Autor: FAQUINI, R.; SABIO, S.

RESUMO

Um grande número de pesquisas têm buscado cada vez mais alternativas restauradoras que restabelecem o conforto mastigatório e estético ao paciente. Pinos de fibra são considerados como alternativas pela sua praticidade clínica e por apresentarem módulo de elasticidade mais próximo ao do tecido dental remanescente. O que leva a uma flexão semelhante a do dente reduzindo o risco de fratura.

O presente trabalho mostra um caso clínico que foi realizado à reabilitação de dois dentes que apresentavam facetas de resina compota. Durante o tratamento a paciente sofreu um acidente de carro e teve uma fratura coronária do elemento 11. Este dente foi restaurado com pino de fibra de vidro. O pino utilizado recebeu pinos acessórios com o intuito de reforçar principalmente a porção coronária. O efeito estético pode ser observado pela satisfação demonstrada pela paciente. Foi realizada ainda uma revisão da literatura para avaliar os fundamentos científicos que embasam a sua indicação.

INTRODUÇÃO

Um grande número de pesquisas, tem buscado cada vez mais, alternativas restauradoras que restabeleçam o conforto mastigatório e estético para o paciente.

A restauração de dentes tratados endodonticamente é um desafio ao clínico e os principais problemas estão relacionados a grande destruição coronária e fraturas.
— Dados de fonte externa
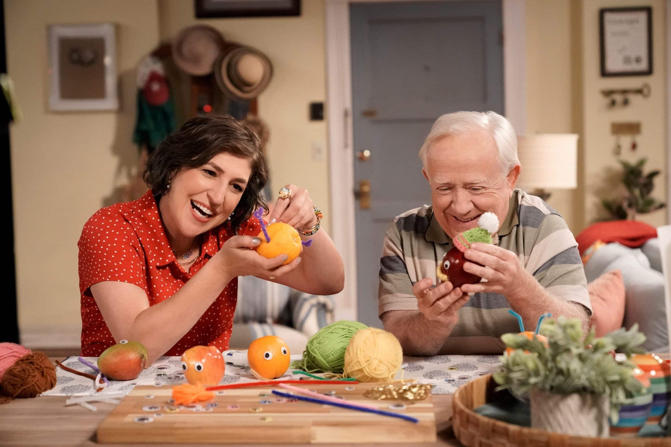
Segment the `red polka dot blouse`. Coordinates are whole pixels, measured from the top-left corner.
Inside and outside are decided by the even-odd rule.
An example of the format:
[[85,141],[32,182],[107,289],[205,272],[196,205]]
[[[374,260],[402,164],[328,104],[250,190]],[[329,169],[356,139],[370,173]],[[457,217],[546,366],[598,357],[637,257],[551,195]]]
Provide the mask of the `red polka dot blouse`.
[[[258,222],[252,217],[243,222],[238,234],[256,235],[258,231]],[[103,208],[93,214],[77,244],[81,355],[99,356],[115,342],[91,295],[91,285],[103,281],[130,283],[144,290],[150,306],[158,304],[176,293],[233,235],[227,221],[205,233],[200,256],[185,271],[170,249],[151,191],[137,200]],[[181,355],[198,344],[215,346],[221,351],[228,349],[237,296],[235,278],[165,355]]]

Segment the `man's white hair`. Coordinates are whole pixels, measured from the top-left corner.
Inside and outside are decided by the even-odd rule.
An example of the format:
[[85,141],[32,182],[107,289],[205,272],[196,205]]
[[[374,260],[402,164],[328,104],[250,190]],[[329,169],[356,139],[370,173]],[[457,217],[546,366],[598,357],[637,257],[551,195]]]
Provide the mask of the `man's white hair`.
[[496,112],[454,112],[446,113],[435,120],[419,149],[422,166],[426,168],[429,147],[435,141],[454,135],[485,131],[488,132],[499,149],[499,163],[504,174],[519,164],[517,158],[517,137],[515,129],[505,117]]

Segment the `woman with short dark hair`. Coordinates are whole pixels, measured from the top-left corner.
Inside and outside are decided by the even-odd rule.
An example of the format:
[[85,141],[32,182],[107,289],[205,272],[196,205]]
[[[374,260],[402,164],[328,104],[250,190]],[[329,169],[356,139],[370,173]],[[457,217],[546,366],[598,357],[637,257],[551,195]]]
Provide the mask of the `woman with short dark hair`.
[[197,344],[227,349],[238,276],[319,295],[342,290],[342,260],[303,188],[283,188],[268,220],[312,246],[287,265],[286,255],[250,249],[260,243],[252,214],[268,208],[266,162],[250,127],[230,117],[189,120],[152,153],[145,180],[151,190],[99,210],[82,231],[82,355],[121,339],[144,344],[150,361]]

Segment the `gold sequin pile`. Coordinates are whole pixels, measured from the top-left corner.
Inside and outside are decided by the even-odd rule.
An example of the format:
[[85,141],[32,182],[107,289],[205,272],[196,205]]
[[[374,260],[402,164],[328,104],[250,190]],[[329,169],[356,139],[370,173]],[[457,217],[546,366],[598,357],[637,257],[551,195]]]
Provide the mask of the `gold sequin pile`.
[[421,401],[431,393],[433,388],[430,383],[413,383],[407,385],[382,385],[371,388],[364,395],[369,399],[385,399],[405,401]]

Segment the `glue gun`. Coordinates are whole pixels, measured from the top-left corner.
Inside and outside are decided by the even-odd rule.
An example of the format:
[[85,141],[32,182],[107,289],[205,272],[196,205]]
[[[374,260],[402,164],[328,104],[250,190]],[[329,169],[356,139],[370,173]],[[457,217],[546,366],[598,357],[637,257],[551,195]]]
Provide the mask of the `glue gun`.
[[[236,367],[249,367],[250,365],[250,363],[247,360],[246,349],[244,350],[225,350],[221,353],[221,355],[223,356],[223,361],[227,363],[232,363]],[[303,359],[302,354],[289,357],[291,357],[292,362],[295,360],[301,360]]]

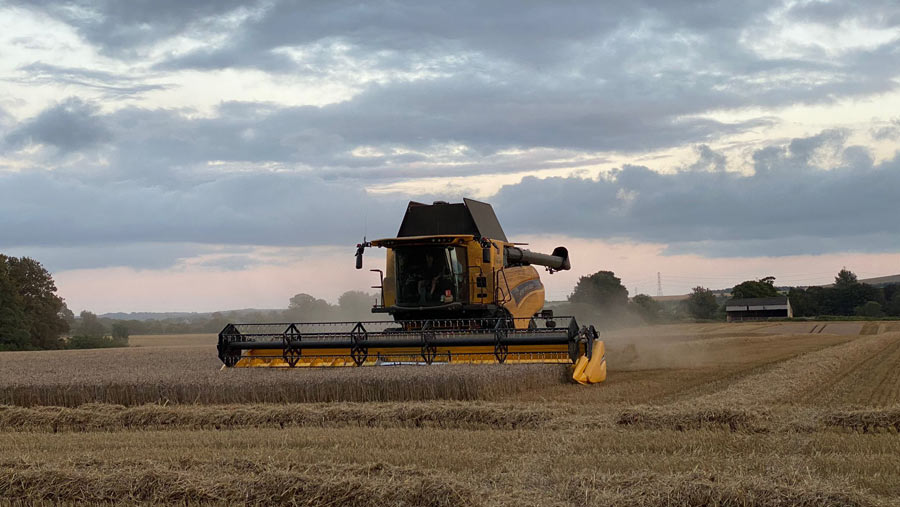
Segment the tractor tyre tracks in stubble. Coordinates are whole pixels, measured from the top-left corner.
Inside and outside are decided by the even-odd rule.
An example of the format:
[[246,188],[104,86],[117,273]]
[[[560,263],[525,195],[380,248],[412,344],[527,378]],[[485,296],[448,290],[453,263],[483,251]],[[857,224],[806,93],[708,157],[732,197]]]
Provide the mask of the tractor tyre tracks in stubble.
[[831,382],[809,392],[804,401],[822,398],[832,405],[885,406],[900,395],[900,340],[893,340],[865,359],[848,364]]
[[811,351],[792,351],[785,352],[784,354],[780,354],[778,356],[774,356],[768,358],[766,361],[754,363],[751,365],[744,365],[741,367],[736,367],[720,372],[710,373],[709,376],[704,377],[702,379],[698,379],[696,383],[692,383],[689,386],[686,386],[684,389],[680,389],[674,392],[668,392],[660,395],[656,399],[652,400],[653,403],[658,404],[675,404],[675,403],[683,403],[695,398],[710,395],[711,393],[715,393],[718,391],[722,391],[726,389],[731,384],[734,384],[744,378],[763,374],[769,370],[776,368],[779,364],[794,359],[796,357],[800,357],[804,354],[818,352],[830,347],[840,346],[846,344],[847,342],[836,342],[832,344],[825,345],[821,348],[811,350]]

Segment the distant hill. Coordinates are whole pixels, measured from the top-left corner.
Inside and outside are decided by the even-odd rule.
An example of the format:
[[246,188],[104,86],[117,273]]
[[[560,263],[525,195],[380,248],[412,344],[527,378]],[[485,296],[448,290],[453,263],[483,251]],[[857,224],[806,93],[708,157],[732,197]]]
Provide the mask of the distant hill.
[[242,308],[240,310],[223,310],[220,312],[112,312],[98,315],[103,319],[111,320],[206,320],[214,313],[222,315],[254,315],[258,313],[281,312],[284,308],[278,309],[259,309],[259,308]]
[[862,283],[867,283],[869,285],[874,285],[875,287],[881,287],[884,285],[890,285],[892,283],[900,283],[900,275],[888,275],[888,276],[876,276],[875,278],[863,278],[860,280]]

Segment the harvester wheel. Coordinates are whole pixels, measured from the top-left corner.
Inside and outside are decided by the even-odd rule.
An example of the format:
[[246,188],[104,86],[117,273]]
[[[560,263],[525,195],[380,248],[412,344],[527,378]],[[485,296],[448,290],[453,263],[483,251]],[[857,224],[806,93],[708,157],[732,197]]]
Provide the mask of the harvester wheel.
[[228,368],[234,368],[234,365],[236,365],[237,362],[240,360],[241,360],[240,354],[228,353],[222,357],[222,362],[225,363],[225,366]]
[[293,368],[297,366],[297,362],[300,361],[300,349],[295,349],[293,347],[284,349],[284,361]]

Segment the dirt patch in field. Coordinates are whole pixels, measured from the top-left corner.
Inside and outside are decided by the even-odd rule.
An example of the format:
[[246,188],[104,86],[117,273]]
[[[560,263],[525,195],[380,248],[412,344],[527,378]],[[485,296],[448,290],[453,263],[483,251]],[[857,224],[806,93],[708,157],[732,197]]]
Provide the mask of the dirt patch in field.
[[712,474],[584,475],[567,488],[576,505],[864,506],[867,496],[809,478],[728,477]]
[[201,347],[2,353],[0,404],[481,400],[570,382],[564,365],[220,368]]
[[16,431],[116,431],[167,428],[378,427],[522,429],[547,425],[542,407],[472,403],[341,403],[162,406],[87,404],[78,408],[0,406],[0,428]]
[[727,429],[733,432],[764,433],[769,431],[765,419],[757,411],[728,407],[633,407],[623,410],[616,419],[616,424],[641,429]]
[[[104,504],[472,505],[472,488],[435,473],[385,464],[275,468],[243,461],[182,469],[0,463],[0,498]],[[130,465],[130,466],[129,466]],[[190,465],[190,464],[189,464]]]

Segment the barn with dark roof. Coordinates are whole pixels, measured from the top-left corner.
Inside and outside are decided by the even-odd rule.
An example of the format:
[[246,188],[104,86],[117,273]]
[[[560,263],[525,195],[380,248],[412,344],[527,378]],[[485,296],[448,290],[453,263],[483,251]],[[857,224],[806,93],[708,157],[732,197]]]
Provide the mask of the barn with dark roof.
[[771,298],[732,299],[725,302],[725,315],[728,322],[744,320],[765,320],[772,318],[791,318],[794,311],[787,296]]

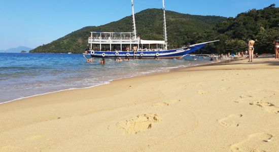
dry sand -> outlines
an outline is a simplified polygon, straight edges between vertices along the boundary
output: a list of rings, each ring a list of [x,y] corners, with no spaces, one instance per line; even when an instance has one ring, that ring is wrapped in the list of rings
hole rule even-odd
[[[0,104],[0,151],[279,151],[279,61],[247,62]]]

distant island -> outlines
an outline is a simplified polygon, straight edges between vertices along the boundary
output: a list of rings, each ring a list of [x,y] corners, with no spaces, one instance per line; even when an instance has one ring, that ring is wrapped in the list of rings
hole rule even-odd
[[[162,11],[150,9],[135,14],[137,33],[142,39],[163,40]],[[254,37],[258,40],[255,52],[273,53],[271,43],[275,36],[279,35],[279,8],[275,4],[240,13],[235,18],[169,11],[166,13],[169,48],[220,40],[220,43],[207,45],[205,50],[218,53],[235,53],[246,50],[248,41]],[[80,53],[87,47],[90,31],[130,32],[131,25],[132,17],[128,16],[106,25],[85,27],[30,52]]]
[[[17,48],[11,48],[5,50],[0,50],[0,53],[22,53],[22,51],[25,51],[24,53],[29,52],[33,49],[24,46],[19,46]]]

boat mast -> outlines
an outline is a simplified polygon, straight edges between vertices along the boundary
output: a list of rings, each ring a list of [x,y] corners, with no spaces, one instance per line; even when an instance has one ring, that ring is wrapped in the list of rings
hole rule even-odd
[[[166,13],[165,10],[165,1],[163,0],[163,10],[164,11],[164,40],[165,40],[165,45],[164,46],[165,50],[167,50],[167,36],[166,34]]]
[[[132,12],[133,14],[133,32],[135,39],[136,38],[136,30],[135,29],[135,21],[134,19],[134,2],[133,0],[132,0]]]

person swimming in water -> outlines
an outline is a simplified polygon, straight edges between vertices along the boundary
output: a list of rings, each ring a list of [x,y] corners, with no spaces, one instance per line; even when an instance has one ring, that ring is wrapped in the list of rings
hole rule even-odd
[[[275,52],[275,59],[279,59],[279,38],[278,37],[274,37],[273,44]]]
[[[104,64],[104,58],[100,59],[100,64]]]
[[[90,58],[90,59],[87,58],[84,55],[83,57],[85,58],[85,60],[86,61],[86,62],[93,62],[93,58]]]
[[[255,44],[255,40],[254,38],[252,38],[251,40],[248,42],[248,52],[249,52],[249,62],[252,62],[254,59],[254,45]]]

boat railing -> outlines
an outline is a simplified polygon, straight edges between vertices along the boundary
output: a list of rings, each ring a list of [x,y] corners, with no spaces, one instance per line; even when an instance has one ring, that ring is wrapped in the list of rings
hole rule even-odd
[[[95,40],[138,40],[130,37],[89,37],[88,39]]]
[[[101,44],[137,44],[140,43],[140,39],[121,39],[121,37],[113,37],[111,39],[108,37],[89,37],[89,43],[101,43]]]

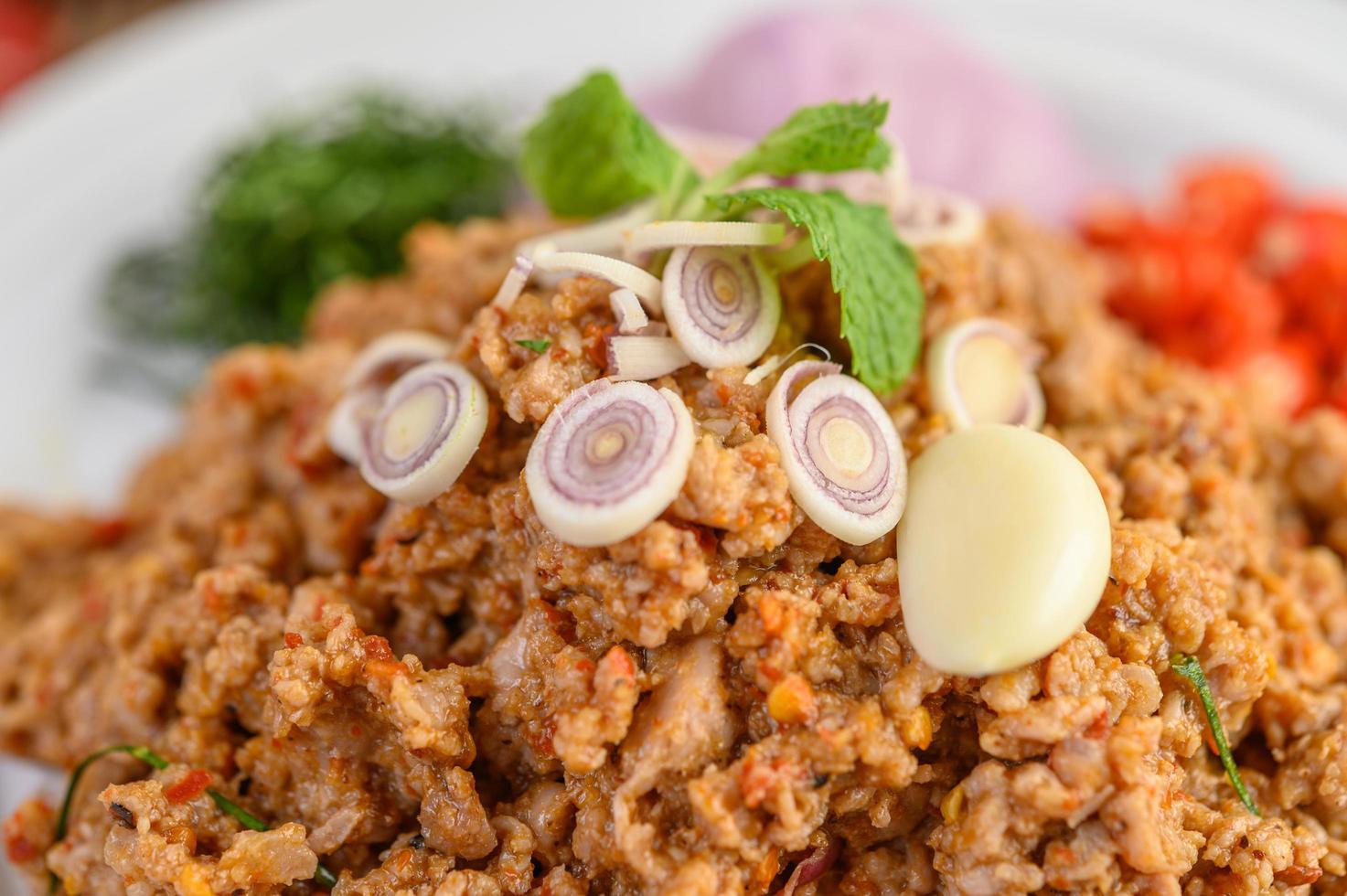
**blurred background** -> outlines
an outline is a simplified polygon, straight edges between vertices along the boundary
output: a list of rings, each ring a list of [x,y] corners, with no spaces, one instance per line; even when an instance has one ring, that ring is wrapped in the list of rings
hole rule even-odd
[[[1329,400],[1344,34],[1340,0],[0,0],[0,496],[109,507],[203,358],[516,202],[520,124],[597,66],[741,136],[884,96],[916,181],[1082,230],[1167,349]],[[1320,247],[1299,294],[1269,234]]]

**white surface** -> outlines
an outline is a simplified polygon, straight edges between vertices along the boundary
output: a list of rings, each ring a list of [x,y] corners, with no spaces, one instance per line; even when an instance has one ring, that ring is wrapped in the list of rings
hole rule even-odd
[[[913,1],[1039,82],[1125,183],[1249,147],[1347,190],[1347,4]],[[44,74],[0,106],[0,497],[110,504],[172,431],[171,408],[94,388],[92,299],[120,249],[171,230],[213,150],[257,113],[370,79],[520,105],[598,65],[648,84],[770,5],[207,0]],[[30,790],[0,768],[0,814]]]

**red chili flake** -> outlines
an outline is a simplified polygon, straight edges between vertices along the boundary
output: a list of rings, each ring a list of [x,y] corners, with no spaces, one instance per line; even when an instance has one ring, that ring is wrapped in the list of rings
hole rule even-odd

Dessa forma a porção coronária deve ser reconstruída para que seja dada uma correta retenção da peça protética (Santos Júnior, 2003)².

Pinos de fibra são considerados como alternativas para execução do plano de tratamento deste caso clínico, pela sua praticidade e pela eliminação da etapa laboratorial, quando comparados com núcleo metálico fundido (Santos Jr.; Fontes, 1999)¹. A cimentação destes pinos torna-se uma etapa crítica e intensamente pesquisada pela odontologia moderna. Os cimentos resinosos necessitam do aumento da permeabilidade dentinária através da remoção da smear layer e da formação de uma camada híbrida homogênea pela impregnação do monômero na superfície da dentina desmineralizada.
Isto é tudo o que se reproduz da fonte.